T. Alfieri1, A. Macleod1, H. Talbott1, J. Markert1, S. Galandiuk1 1University Of Louisville, Price Institute Of Surgical Research, Hiram C. Polk Jr. MD Department Of Surgery, Louisville, KY, USA
Introduction:
Colorectal Cancer(CRC) is one of the most common cancers diagnosed in the United States. Immunotherapy is a promising treatment option that targets immune proteins on cancer cells, such as programmed death-ligand 1(PDL1). Mismatch-repair deficient(MMRd) cancers which make up 10-15% of CRC, express PDL1 and have shown some promising responses to immunotherapy; however, response has been poor in MMR proficient CRC. MMRd CRC contain a higher abundance of immune cells within the tumor microenvironment(TME). Macrophages make up a significant portion of the TME and can exist between pro-(M1) or anti-(M2) inflammatory states. Macrophages can also express PDL1, which contributes to tumor PDL1 expression and immunotherapy response. The aim of this study was to measure macrophage PDL1 gene and cell surface protein expression, comparing M1 vs M2 macrophages and changes in PDL1 expression following co-culture with either MMRd or MMRp colon cancer cell lines.
Methods:
THP-1 monocytes were differentiated into M0 non-polarized macrophages. M0 macrophages were then polarized into M1-like macrophages with lipopolysaccharide(LPS) or into M2-like macrophages using Interleukins-4/13. Polarized macrophages were co-cultured with HT29(MMRp) or HCT116(MMRd) colon cancer cell lines. Following 24-hours in either single or co-culture with cancer cells, macrophages were harvested, and total RNA extracted to measure PDL1 gene expression using TaqMan qRT-PCR. PDL1 cell surface protein expression was measured using flow cytometry (% cells expressing PDL1).
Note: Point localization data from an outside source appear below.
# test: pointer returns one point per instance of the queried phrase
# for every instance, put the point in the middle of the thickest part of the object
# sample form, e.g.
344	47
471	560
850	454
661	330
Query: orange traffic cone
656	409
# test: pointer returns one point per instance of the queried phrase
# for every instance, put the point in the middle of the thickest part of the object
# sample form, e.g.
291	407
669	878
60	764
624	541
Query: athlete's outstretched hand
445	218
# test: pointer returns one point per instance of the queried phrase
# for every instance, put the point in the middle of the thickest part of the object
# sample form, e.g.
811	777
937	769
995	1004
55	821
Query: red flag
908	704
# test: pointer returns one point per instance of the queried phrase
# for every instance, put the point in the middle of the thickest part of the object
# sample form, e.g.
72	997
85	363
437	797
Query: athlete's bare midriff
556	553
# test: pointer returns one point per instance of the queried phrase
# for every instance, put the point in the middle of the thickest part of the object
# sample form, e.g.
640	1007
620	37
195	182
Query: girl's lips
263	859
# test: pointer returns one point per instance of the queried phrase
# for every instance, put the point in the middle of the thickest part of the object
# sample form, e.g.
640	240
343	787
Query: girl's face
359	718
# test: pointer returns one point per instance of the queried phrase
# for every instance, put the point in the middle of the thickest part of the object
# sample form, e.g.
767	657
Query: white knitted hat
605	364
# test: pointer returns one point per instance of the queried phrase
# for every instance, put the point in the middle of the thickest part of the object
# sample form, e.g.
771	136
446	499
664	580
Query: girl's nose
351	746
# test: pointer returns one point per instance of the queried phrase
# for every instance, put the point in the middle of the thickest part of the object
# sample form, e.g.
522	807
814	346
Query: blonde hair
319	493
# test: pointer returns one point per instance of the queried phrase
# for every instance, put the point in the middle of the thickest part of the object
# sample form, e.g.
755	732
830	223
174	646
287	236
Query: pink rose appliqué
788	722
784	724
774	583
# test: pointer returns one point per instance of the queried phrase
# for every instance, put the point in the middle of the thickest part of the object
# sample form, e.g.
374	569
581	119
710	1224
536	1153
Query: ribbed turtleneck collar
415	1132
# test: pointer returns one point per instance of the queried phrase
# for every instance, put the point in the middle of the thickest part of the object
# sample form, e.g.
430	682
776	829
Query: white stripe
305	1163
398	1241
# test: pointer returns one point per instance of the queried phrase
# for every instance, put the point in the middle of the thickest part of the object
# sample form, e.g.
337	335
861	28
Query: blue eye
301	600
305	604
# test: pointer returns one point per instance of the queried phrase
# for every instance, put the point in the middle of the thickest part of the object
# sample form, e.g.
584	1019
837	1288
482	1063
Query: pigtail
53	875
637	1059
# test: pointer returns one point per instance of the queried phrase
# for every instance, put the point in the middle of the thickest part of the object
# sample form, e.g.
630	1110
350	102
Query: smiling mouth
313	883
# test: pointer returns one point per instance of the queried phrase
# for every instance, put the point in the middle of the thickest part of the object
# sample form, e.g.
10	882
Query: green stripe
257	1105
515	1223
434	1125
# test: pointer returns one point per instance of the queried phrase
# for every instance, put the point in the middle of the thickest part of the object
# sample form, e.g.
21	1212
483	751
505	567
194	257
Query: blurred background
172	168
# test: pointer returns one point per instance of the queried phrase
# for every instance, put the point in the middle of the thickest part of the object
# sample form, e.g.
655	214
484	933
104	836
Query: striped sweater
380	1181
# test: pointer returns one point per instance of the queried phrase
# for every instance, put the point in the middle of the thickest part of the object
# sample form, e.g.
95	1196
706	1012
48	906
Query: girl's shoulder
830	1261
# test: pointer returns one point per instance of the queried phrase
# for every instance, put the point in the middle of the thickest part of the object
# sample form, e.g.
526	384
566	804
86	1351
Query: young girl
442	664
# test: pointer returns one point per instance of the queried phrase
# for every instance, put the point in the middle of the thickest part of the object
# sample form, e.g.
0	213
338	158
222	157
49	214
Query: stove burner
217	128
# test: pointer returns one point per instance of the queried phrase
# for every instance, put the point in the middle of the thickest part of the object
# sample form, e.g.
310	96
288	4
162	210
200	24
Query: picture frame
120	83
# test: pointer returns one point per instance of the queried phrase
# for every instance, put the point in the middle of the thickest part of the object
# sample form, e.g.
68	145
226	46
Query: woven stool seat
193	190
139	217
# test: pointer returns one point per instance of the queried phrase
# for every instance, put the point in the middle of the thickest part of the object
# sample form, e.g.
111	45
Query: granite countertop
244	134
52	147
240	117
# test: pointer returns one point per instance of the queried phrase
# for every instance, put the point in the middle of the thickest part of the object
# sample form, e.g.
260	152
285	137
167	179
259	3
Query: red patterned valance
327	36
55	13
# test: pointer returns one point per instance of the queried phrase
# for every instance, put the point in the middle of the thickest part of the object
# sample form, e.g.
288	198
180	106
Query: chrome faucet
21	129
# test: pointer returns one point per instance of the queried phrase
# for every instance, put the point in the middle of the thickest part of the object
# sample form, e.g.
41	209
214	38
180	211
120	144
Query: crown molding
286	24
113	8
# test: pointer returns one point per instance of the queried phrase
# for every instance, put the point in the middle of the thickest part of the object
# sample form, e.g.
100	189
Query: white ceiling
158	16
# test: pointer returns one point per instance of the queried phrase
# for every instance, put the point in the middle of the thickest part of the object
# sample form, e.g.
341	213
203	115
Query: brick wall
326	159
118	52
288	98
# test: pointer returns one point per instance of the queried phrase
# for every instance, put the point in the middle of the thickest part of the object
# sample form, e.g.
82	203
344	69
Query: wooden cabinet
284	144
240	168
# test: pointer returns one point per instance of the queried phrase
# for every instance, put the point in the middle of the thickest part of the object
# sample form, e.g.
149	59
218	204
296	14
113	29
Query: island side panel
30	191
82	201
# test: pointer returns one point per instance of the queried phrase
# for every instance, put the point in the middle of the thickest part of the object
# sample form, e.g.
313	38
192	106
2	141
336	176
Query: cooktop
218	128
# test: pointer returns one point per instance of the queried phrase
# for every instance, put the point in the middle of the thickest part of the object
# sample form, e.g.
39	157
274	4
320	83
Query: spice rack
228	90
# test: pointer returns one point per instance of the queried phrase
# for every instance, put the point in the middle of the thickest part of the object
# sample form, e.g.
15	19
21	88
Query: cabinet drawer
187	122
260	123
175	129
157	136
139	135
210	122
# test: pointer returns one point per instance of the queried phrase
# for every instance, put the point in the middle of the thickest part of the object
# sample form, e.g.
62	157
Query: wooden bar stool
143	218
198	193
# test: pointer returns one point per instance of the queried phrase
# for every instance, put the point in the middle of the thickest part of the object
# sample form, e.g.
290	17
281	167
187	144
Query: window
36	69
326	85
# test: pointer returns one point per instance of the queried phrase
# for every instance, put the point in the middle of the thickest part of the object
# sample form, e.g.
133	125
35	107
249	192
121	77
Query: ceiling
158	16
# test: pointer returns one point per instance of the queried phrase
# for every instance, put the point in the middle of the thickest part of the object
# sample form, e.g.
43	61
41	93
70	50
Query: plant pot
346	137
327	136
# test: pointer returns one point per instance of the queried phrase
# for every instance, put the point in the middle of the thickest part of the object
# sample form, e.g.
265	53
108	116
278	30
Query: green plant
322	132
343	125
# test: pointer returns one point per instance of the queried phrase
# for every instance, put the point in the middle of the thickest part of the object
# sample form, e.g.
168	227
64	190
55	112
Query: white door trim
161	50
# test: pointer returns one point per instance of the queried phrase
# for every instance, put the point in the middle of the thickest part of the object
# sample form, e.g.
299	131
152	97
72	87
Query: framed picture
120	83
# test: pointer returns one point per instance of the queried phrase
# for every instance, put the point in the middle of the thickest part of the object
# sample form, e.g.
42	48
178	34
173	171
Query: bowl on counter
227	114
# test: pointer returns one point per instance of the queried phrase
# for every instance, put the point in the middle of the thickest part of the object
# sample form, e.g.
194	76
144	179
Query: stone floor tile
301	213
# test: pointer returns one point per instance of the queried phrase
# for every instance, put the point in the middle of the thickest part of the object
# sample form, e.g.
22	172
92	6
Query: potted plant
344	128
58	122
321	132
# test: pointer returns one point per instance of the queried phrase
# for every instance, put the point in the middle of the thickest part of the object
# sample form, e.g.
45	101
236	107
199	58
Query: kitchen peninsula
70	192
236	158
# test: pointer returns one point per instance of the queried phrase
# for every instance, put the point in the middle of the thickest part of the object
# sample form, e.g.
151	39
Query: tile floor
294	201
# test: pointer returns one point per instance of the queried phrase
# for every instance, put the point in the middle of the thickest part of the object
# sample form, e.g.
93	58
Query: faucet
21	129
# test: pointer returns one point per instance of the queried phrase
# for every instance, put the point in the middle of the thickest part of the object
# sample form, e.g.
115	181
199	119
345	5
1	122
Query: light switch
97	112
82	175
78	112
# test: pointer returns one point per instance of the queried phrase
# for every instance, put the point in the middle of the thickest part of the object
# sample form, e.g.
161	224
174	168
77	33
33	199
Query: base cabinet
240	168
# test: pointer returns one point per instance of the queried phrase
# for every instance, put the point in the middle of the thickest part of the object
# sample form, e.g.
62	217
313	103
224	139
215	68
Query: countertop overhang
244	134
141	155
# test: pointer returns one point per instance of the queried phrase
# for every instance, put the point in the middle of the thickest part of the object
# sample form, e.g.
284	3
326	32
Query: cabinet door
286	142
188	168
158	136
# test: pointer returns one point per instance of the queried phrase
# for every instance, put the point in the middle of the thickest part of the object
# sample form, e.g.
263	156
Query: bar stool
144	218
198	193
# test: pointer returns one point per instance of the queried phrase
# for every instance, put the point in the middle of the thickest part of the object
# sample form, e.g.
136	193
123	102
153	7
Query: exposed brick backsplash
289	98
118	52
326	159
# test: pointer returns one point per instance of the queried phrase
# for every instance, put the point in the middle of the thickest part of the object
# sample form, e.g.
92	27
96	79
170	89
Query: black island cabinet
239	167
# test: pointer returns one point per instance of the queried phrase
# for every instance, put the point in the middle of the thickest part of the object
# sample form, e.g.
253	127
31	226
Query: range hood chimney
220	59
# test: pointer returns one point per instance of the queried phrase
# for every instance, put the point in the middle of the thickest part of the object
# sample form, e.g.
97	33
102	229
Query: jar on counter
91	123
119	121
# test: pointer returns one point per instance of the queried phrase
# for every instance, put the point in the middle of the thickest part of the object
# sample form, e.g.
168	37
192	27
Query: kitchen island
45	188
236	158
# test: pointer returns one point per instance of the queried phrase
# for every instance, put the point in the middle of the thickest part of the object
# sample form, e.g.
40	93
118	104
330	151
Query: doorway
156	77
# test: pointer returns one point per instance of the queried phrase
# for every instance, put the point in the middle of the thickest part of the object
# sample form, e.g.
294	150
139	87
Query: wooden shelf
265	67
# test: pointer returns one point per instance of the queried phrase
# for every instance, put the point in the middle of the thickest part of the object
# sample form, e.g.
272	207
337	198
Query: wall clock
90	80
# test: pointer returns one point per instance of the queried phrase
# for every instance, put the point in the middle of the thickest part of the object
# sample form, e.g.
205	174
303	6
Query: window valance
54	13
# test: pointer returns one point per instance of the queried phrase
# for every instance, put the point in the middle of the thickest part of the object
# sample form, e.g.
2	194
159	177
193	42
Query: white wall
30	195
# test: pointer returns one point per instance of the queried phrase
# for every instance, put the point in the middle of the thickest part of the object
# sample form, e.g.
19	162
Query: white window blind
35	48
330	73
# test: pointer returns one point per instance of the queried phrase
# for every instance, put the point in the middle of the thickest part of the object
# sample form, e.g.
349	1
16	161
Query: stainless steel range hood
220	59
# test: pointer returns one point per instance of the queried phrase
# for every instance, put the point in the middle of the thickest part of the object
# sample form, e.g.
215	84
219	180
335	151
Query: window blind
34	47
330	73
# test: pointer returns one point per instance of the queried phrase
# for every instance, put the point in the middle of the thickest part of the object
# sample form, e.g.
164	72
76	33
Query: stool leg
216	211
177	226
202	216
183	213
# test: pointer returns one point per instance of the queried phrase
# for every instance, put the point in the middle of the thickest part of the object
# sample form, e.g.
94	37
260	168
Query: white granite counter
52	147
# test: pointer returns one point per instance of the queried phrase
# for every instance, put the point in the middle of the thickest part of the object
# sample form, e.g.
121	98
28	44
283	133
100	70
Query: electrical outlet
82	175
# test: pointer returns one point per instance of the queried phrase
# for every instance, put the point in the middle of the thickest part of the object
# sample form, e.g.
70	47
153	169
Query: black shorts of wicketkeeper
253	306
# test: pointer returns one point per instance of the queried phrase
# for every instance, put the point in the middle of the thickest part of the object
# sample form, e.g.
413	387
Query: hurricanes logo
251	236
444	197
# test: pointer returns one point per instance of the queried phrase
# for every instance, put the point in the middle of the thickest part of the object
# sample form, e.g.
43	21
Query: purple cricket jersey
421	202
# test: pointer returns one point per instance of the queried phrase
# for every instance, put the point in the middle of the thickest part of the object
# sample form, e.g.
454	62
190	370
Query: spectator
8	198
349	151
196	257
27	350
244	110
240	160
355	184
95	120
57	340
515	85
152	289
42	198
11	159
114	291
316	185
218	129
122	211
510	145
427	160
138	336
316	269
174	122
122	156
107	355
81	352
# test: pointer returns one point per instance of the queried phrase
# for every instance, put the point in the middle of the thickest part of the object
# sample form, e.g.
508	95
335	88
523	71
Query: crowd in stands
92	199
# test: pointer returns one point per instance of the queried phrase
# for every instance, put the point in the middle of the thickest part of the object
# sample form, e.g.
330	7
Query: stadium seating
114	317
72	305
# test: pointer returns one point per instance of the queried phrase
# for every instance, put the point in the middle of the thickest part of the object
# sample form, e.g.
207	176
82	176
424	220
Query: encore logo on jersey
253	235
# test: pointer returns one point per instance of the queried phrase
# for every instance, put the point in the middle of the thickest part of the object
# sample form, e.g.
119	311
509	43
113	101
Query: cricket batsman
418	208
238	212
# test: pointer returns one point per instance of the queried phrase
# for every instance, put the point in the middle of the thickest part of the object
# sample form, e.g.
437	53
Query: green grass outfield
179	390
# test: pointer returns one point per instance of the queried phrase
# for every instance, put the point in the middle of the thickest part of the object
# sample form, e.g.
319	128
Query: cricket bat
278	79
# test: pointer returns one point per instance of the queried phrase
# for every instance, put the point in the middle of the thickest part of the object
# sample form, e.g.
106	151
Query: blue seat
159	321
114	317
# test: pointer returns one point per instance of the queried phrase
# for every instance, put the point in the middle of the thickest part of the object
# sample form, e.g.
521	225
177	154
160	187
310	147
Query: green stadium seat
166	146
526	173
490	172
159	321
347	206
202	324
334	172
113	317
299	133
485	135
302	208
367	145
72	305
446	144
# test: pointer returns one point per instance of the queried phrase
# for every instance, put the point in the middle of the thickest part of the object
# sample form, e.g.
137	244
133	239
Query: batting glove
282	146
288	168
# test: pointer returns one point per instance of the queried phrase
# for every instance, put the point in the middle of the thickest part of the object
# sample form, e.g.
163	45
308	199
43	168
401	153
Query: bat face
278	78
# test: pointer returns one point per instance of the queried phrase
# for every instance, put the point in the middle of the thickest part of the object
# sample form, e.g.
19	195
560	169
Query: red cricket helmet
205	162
For qRT-PCR results, mean ΔCT±SD values were calculated using 18S as a housekeeping gene. Results were compared using the Kruskal-Wallis test and significance set at p<0.05.(N=12 samples)
Results:
In single culture, M1-like macrophages expressed more PDL1 gene expression (ΔCT=15.9±0.3) than either M0 (ΔCT=22.9±0.6) and M2-like macrophages (ΔCT=20.6±0.4) p<0.05. Following co-culture with cancer cell lines, there was a slight decrease in PDL1 gene expression in M1-like macrophages (HT29 ΔΔCT: 2.01±0.7; HCT116 ΔΔCT: 1.11±0.12, p<0.05). In single culture, flow cytometry demonstrated that 21.1±7.5% of M1-like macrophages expressed PDL1. When co-culturing with the HT29 cell line, the percentage of M1-like macrophages expressing PDL1 on their surface increased to 52.1±11.7% (p<0.05). The M0 and M2-like macrophages did not express PDL1 cell surface protein in the single or co-culture.
Conclusion:
In single culture, M1-like pro-inflammatory macrophages had higher PDL1 gene and protein expression compared to M0 and M2-like macrophages. When co-culturing with HT29 and HCT116 cancer cell lines, PDL1 cell surface protein expression increased. We hypothesize that MMRd CRC have higher proportion of M1 macrophages within the TME compared to MMRp CRC, which contributes to the overall tumor PDL1 expression and response to immunotherapy.